EDITORIAL - Safest countries
The Philippine government may dispute its ranking as the least safe among 134 countries included in a list drawn up by New York-based Global Finance magazine. There are 195 countries including the Holy See and the Palestinian state, so the ranking doesn’t make the Philippines the least safe in the world.
Rather than quibbling over the ranking, however, a better response is the one given by Gen. Guillermo Eleazar, chief of the Philippine National Police. While Eleazar also disputed the ranking, he said he would take it as a challenge to do better in maintaining peace and order.
Personal safety is one of the metrics in the Global Finance study, which also ranked the Philippines last in a similar report the previous year. Insurgencies, armed extremists, private armies and a brutal war on drugs that has claimed nearly 8,000 lives since 2016, as counted by the PNP itself, have also posed threats to personal safety across the country.
Apart from personal security, Global Finance based the rankings on 2020 statistics on economic stability, threats of war, natural disasters as well as healthcare issues, which include pandemic response.
Ranked as the world’s safest states were Iceland followed by the United Arab Emirates, Qatar, Singapore and then Finland. Just ahead of the Philippines, at the bottom of the list, were Bosnia and Herzegovina, Nigeria, Guatemala and Colombia.

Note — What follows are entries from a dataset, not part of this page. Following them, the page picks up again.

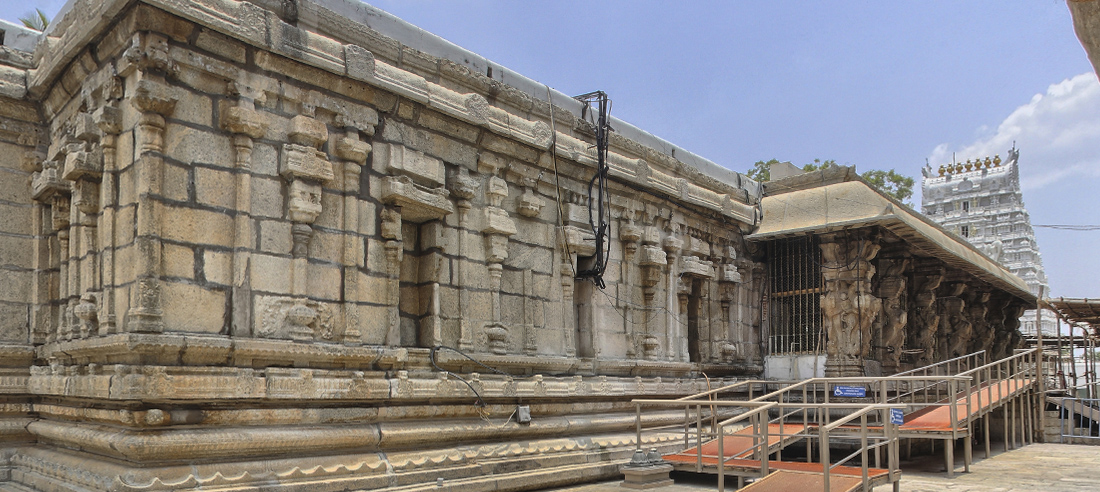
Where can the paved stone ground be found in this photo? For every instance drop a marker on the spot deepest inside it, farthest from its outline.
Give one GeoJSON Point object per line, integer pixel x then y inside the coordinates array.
{"type": "Point", "coordinates": [1034, 468]}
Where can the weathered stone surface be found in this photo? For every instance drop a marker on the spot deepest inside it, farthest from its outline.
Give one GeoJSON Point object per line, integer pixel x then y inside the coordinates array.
{"type": "Point", "coordinates": [180, 178]}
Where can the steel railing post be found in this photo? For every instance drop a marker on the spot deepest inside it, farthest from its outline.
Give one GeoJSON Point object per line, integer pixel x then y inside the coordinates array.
{"type": "Point", "coordinates": [862, 444]}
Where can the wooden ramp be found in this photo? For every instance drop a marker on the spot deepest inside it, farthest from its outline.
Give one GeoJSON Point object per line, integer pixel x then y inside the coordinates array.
{"type": "Point", "coordinates": [938, 418]}
{"type": "Point", "coordinates": [787, 480]}
{"type": "Point", "coordinates": [1076, 406]}
{"type": "Point", "coordinates": [737, 445]}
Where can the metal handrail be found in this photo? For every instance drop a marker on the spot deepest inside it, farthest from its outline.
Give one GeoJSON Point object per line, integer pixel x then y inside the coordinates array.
{"type": "Point", "coordinates": [944, 362]}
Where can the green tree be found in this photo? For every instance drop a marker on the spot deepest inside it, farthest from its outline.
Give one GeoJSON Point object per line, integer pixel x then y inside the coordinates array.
{"type": "Point", "coordinates": [761, 171]}
{"type": "Point", "coordinates": [37, 21]}
{"type": "Point", "coordinates": [891, 183]}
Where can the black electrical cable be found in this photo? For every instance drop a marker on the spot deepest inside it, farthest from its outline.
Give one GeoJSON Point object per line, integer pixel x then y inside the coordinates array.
{"type": "Point", "coordinates": [431, 357]}
{"type": "Point", "coordinates": [598, 198]}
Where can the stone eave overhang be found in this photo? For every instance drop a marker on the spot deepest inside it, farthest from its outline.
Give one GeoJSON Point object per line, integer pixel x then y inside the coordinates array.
{"type": "Point", "coordinates": [1086, 15]}
{"type": "Point", "coordinates": [433, 80]}
{"type": "Point", "coordinates": [837, 199]}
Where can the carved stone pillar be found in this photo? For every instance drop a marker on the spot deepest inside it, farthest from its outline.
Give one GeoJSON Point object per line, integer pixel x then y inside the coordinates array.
{"type": "Point", "coordinates": [306, 168]}
{"type": "Point", "coordinates": [463, 188]}
{"type": "Point", "coordinates": [652, 261]}
{"type": "Point", "coordinates": [729, 279]}
{"type": "Point", "coordinates": [998, 334]}
{"type": "Point", "coordinates": [245, 124]}
{"type": "Point", "coordinates": [977, 313]}
{"type": "Point", "coordinates": [42, 329]}
{"type": "Point", "coordinates": [629, 234]}
{"type": "Point", "coordinates": [144, 66]}
{"type": "Point", "coordinates": [392, 232]}
{"type": "Point", "coordinates": [498, 228]}
{"type": "Point", "coordinates": [924, 317]}
{"type": "Point", "coordinates": [673, 328]}
{"type": "Point", "coordinates": [84, 166]}
{"type": "Point", "coordinates": [953, 325]}
{"type": "Point", "coordinates": [109, 120]}
{"type": "Point", "coordinates": [353, 153]}
{"type": "Point", "coordinates": [891, 287]}
{"type": "Point", "coordinates": [848, 306]}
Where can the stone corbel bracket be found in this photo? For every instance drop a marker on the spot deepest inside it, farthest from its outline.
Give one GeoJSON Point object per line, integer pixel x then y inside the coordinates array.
{"type": "Point", "coordinates": [266, 30]}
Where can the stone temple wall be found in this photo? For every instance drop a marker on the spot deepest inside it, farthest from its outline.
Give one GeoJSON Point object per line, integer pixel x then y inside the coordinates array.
{"type": "Point", "coordinates": [229, 242]}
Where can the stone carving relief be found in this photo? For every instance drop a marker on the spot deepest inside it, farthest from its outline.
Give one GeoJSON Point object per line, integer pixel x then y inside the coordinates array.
{"type": "Point", "coordinates": [924, 321]}
{"type": "Point", "coordinates": [892, 288]}
{"type": "Point", "coordinates": [294, 319]}
{"type": "Point", "coordinates": [848, 306]}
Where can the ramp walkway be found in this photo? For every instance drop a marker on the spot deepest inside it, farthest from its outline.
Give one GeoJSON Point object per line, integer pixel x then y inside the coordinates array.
{"type": "Point", "coordinates": [941, 402]}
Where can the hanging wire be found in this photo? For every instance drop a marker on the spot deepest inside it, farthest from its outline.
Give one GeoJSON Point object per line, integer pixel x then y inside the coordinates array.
{"type": "Point", "coordinates": [598, 198]}
{"type": "Point", "coordinates": [431, 357]}
{"type": "Point", "coordinates": [557, 182]}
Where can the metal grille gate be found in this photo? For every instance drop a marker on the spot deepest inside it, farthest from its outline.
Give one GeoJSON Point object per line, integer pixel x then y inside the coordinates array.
{"type": "Point", "coordinates": [794, 287]}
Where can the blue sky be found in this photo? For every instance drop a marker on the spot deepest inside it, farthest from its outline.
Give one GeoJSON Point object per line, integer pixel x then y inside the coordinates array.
{"type": "Point", "coordinates": [876, 85]}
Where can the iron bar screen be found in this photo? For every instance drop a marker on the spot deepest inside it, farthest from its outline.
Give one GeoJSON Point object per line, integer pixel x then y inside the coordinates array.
{"type": "Point", "coordinates": [794, 290]}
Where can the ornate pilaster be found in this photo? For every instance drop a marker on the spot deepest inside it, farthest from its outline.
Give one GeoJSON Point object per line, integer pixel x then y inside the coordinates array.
{"type": "Point", "coordinates": [977, 313]}
{"type": "Point", "coordinates": [144, 65]}
{"type": "Point", "coordinates": [729, 280]}
{"type": "Point", "coordinates": [498, 228]}
{"type": "Point", "coordinates": [953, 325]}
{"type": "Point", "coordinates": [47, 187]}
{"type": "Point", "coordinates": [392, 233]}
{"type": "Point", "coordinates": [108, 119]}
{"type": "Point", "coordinates": [245, 123]}
{"type": "Point", "coordinates": [84, 166]}
{"type": "Point", "coordinates": [629, 234]}
{"type": "Point", "coordinates": [891, 286]}
{"type": "Point", "coordinates": [306, 168]}
{"type": "Point", "coordinates": [673, 327]}
{"type": "Point", "coordinates": [848, 306]}
{"type": "Point", "coordinates": [353, 153]}
{"type": "Point", "coordinates": [463, 188]}
{"type": "Point", "coordinates": [924, 319]}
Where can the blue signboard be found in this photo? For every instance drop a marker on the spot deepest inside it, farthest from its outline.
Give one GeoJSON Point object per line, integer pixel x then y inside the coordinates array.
{"type": "Point", "coordinates": [854, 392]}
{"type": "Point", "coordinates": [897, 416]}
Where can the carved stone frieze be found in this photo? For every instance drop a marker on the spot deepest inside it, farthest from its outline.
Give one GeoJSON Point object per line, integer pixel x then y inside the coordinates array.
{"type": "Point", "coordinates": [294, 319]}
{"type": "Point", "coordinates": [418, 204]}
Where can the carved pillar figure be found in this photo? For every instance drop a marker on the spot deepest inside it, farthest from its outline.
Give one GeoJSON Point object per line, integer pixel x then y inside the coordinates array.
{"type": "Point", "coordinates": [498, 228]}
{"type": "Point", "coordinates": [652, 261]}
{"type": "Point", "coordinates": [952, 321]}
{"type": "Point", "coordinates": [306, 168]}
{"type": "Point", "coordinates": [109, 120]}
{"type": "Point", "coordinates": [463, 188]}
{"type": "Point", "coordinates": [246, 124]}
{"type": "Point", "coordinates": [673, 328]}
{"type": "Point", "coordinates": [47, 187]}
{"type": "Point", "coordinates": [891, 287]}
{"type": "Point", "coordinates": [629, 234]}
{"type": "Point", "coordinates": [391, 227]}
{"type": "Point", "coordinates": [924, 319]}
{"type": "Point", "coordinates": [353, 153]}
{"type": "Point", "coordinates": [144, 66]}
{"type": "Point", "coordinates": [848, 307]}
{"type": "Point", "coordinates": [998, 335]}
{"type": "Point", "coordinates": [977, 313]}
{"type": "Point", "coordinates": [84, 166]}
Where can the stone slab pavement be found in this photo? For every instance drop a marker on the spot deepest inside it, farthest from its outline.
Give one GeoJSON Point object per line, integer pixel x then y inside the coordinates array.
{"type": "Point", "coordinates": [1034, 468]}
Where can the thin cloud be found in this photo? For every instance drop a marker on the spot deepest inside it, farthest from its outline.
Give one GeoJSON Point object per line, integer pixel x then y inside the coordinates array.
{"type": "Point", "coordinates": [1057, 134]}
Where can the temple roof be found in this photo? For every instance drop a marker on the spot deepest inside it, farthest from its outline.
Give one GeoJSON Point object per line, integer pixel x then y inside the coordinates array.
{"type": "Point", "coordinates": [837, 198]}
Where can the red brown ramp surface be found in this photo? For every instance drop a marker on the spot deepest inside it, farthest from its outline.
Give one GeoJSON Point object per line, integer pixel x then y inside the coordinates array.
{"type": "Point", "coordinates": [802, 481]}
{"type": "Point", "coordinates": [938, 418]}
{"type": "Point", "coordinates": [737, 445]}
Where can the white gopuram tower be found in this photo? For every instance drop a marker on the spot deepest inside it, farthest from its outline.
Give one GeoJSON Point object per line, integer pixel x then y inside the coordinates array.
{"type": "Point", "coordinates": [980, 200]}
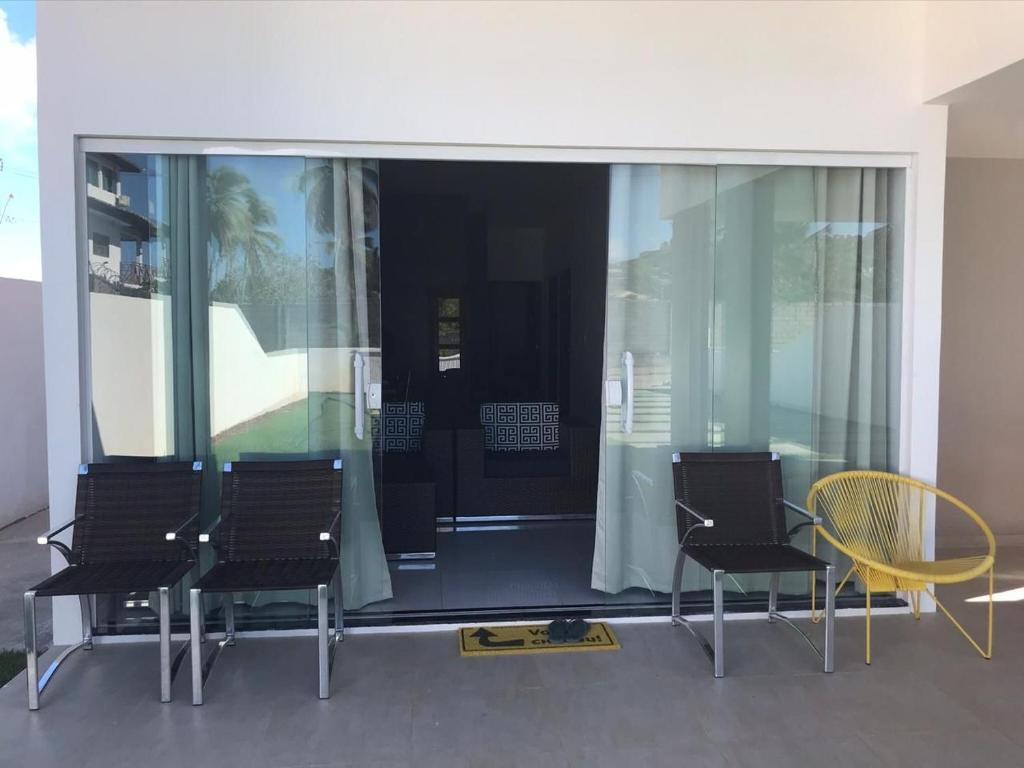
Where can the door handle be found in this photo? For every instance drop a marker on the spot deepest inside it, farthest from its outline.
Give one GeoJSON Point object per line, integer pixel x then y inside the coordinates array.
{"type": "Point", "coordinates": [627, 411]}
{"type": "Point", "coordinates": [357, 368]}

The monthly magazine cited the Philippines as one of the countries with “serious civil conflict” and at risk of natural disasters. It added that while the country has a “relatively low death toll” from COVID, it “performed poorly in terms of safety overall.”
The Philippines can’t dispute the risks posed by natural calamities. Its location makes it a proverbial welcome mat for tropical cyclones from the Pacific Ocean. The country is dotted with volcanoes and lies in the Pacific Ring of Fire, making it prone to powerful earthquakes and volcanic eruptions. But the country can ramp up its disaster preparedness and mitigation measures.
More effort can also be made in ending armed conflict arising from insurgencies and extremism. And the magazine is not the first to rate poorly the Philippines’ pandemic response; economic analysts are saying that the country is on its way to becoming Asia’s basket case. As Eleazar said, the ranking, even if deemed unfair by the government, should be seen as a challenge to do better in making the country a safer place.